AI platform for drug discovery cuts screening time from years to seconds

China has unveiled an artificial intelligence platform for drug discovery that can screen a vast library of chemical compounds, cutting the initial drug screening phase from months or years down to tens of seconds. Developers said they expected the system to provide a novel method for identifying lead molecules to treat tumors, neurodegenerative conditions, rare diseases and emerging infectious diseases, as well as possibly speeding up drug research during public health crises. Called GalaxyVS, the platform is powered by China’s new generation of Tianhe supercomputers. Its daily throughput in predicting how two or more molecules interact is six orders of magnitude higher – or a million times faster – than the existing world record for supercomputing molecular docking. The breakthrough was announced by the National Supercomputing Center in Tianjin, which developed the platform in collaboration with a team from Tsinghua University’s Institute for AI Industry Research.

The Tsinghua team brought in DrugCLIP, their ultra-fast virtual screening method that was documented in the leading peer-reviewed publication Science in January.
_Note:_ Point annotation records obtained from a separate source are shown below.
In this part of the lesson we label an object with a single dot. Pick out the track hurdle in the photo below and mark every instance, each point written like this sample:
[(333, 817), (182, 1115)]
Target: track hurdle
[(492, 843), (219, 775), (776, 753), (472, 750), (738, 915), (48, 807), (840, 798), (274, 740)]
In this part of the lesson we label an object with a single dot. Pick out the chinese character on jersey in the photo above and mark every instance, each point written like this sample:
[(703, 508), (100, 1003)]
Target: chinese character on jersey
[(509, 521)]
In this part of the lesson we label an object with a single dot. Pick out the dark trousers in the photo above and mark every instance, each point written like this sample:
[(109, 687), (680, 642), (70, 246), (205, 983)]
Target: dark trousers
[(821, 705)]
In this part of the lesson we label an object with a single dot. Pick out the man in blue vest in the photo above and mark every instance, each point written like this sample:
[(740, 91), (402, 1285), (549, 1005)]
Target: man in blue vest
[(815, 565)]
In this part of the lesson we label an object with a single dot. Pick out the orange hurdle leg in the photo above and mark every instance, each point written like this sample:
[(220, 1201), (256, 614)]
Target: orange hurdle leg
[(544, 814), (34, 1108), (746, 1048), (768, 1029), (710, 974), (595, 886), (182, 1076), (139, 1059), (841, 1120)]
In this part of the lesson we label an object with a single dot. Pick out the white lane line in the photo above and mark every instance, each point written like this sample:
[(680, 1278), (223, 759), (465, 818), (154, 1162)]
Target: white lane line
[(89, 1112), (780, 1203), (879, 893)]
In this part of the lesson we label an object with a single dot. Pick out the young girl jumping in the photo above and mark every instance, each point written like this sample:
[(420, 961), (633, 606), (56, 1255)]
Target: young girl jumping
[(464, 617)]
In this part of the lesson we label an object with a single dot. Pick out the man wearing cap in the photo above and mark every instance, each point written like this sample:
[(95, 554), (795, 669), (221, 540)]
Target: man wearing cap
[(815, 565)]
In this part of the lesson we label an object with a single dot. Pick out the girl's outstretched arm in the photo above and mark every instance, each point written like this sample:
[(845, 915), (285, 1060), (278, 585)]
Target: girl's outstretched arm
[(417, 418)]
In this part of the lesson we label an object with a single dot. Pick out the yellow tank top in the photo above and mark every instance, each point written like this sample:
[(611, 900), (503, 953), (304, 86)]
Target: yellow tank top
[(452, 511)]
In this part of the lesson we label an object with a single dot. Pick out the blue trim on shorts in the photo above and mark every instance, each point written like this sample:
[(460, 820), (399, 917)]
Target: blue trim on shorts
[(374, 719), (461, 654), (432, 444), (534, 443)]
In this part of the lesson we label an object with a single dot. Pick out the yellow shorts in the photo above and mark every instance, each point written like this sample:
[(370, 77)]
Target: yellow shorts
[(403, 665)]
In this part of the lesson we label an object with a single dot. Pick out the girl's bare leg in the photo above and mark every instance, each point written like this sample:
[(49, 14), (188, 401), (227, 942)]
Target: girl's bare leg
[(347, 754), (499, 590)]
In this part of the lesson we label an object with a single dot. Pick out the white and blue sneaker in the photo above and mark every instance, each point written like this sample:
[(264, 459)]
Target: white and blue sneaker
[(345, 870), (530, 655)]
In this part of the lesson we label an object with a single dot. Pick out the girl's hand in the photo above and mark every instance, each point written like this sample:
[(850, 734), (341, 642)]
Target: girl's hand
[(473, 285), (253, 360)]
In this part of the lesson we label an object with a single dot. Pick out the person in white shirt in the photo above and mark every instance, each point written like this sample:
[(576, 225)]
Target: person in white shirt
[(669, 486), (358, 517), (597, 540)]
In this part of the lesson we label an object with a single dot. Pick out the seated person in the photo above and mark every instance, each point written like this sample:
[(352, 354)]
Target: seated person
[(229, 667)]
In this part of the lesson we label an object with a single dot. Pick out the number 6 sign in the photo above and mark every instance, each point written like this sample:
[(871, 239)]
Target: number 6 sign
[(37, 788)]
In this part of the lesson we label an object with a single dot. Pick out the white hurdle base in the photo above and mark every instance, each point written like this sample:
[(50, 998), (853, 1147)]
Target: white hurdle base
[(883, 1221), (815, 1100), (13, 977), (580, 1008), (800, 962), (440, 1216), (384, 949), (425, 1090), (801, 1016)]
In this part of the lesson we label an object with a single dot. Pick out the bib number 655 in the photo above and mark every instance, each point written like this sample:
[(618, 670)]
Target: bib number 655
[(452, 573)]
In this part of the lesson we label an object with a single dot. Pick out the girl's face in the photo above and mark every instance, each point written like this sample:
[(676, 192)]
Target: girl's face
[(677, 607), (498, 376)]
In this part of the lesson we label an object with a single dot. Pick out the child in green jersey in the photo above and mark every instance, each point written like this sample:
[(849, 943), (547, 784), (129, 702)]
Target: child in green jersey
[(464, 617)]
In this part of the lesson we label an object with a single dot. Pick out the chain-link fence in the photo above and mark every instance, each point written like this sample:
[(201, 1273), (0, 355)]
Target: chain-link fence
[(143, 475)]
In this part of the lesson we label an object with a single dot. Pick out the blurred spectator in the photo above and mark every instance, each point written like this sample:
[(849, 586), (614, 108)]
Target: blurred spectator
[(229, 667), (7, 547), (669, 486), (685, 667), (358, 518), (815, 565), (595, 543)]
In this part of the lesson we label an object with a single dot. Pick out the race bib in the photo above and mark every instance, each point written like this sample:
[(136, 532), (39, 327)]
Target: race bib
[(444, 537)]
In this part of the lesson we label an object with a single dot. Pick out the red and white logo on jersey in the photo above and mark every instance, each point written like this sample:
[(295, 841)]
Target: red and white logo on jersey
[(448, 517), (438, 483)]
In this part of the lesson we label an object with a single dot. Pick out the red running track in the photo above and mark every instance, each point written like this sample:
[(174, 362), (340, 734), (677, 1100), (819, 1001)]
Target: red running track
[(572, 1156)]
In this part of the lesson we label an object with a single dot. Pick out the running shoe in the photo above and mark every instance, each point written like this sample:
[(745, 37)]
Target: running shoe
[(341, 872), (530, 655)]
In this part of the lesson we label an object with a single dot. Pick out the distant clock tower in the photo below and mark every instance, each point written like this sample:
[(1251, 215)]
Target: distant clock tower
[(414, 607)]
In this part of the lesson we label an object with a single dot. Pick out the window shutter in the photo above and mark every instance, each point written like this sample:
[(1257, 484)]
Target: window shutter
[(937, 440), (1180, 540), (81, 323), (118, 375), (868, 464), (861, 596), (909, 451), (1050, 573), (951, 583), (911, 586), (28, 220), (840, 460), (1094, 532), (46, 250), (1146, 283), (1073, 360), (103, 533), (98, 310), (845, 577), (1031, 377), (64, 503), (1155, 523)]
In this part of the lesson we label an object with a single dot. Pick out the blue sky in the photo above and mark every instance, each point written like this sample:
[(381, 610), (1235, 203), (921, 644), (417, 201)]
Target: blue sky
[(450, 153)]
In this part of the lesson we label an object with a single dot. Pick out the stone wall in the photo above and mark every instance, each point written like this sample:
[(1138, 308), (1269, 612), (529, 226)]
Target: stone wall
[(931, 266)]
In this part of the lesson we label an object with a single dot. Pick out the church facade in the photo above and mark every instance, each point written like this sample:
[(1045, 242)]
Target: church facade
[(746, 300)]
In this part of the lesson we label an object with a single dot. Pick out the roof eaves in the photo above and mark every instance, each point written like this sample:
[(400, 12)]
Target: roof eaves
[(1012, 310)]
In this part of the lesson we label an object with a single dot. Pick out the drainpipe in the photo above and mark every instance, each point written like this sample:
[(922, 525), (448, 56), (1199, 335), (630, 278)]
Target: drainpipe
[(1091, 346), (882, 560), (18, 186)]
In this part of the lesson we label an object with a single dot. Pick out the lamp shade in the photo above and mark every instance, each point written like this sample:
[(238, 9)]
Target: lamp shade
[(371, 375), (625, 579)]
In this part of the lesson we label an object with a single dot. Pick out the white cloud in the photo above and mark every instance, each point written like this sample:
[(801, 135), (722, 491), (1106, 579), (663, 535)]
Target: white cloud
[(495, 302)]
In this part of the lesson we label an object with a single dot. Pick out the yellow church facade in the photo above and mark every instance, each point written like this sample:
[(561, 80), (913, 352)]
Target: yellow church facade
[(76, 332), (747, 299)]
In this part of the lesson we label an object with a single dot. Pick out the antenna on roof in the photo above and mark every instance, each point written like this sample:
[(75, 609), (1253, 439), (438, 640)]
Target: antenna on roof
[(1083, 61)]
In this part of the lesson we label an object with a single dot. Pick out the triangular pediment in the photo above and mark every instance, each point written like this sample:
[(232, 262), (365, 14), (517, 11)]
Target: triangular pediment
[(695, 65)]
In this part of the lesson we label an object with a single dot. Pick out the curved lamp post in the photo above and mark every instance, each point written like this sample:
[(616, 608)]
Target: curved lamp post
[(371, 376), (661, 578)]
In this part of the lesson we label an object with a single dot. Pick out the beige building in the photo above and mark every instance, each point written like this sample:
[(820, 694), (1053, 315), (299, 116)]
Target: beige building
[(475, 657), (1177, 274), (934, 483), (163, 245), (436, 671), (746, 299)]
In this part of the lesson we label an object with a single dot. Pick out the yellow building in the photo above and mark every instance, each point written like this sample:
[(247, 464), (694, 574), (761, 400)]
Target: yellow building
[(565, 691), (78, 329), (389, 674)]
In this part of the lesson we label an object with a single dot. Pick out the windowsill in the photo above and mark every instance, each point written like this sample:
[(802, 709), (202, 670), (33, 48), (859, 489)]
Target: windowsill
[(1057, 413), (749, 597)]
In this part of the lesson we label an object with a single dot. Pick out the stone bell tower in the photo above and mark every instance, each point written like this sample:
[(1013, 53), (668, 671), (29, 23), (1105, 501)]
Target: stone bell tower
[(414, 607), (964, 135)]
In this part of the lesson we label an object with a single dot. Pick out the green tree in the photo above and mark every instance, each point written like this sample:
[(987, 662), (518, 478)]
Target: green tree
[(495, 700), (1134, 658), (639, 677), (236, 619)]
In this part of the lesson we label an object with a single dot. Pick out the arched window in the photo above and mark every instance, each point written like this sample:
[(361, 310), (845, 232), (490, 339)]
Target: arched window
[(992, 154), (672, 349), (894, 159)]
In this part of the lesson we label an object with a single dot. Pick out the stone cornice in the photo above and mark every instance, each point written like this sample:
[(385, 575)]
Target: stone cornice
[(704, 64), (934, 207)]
In the latest development, the supercomputing team optimized the DrugCLIP model by leveraging the massive parallel processing capability of the new-generation Tianhe supercomputer to achieve super-fast results. According to Li Peishun, Researcher at the National Supercomputer Center, “GalaxyVS is not simply an amplification of existing models”. Instead, it is “a complete platform that reconstructs a chemical space of nearly 100 billion elements, integrating AI models, supercomputing, high-performance retrieval and medicinal chemistry”, Li explained. “This platform effectively addresses challenges in traditional drug discovery, including a scarcity of active molecules, an insufficient screening space and the homogenization of candidate molecules.”

Innovative drug research and development typically takes more than 10 years to yield results and could require investments in the billions of U.S. dollars. A critical initial phase in drug development involves sorting through immense volumes of compounds to pinpoint active molecules capable of binding to specific biological targets. But traditional experimental screening is costly and time-consuming and conventional methods of molecular docking are limited in their efficiency and have a high rate of false positives. As the library of synthesizable compounds grows to a scale of hundreds of billions or even trillions, existing virtual screening technologies face severe constraints in algorithms, computing power, storage and engineering capabilities. The system’s real-world tests showed that a single retrieval operation across a 100-billion-molecule library could be completed in less than a minute. Its massive efficiency is reflected in its daily throughput, which reaches 16 trillion molecular dockings, the South China Morning Post reports.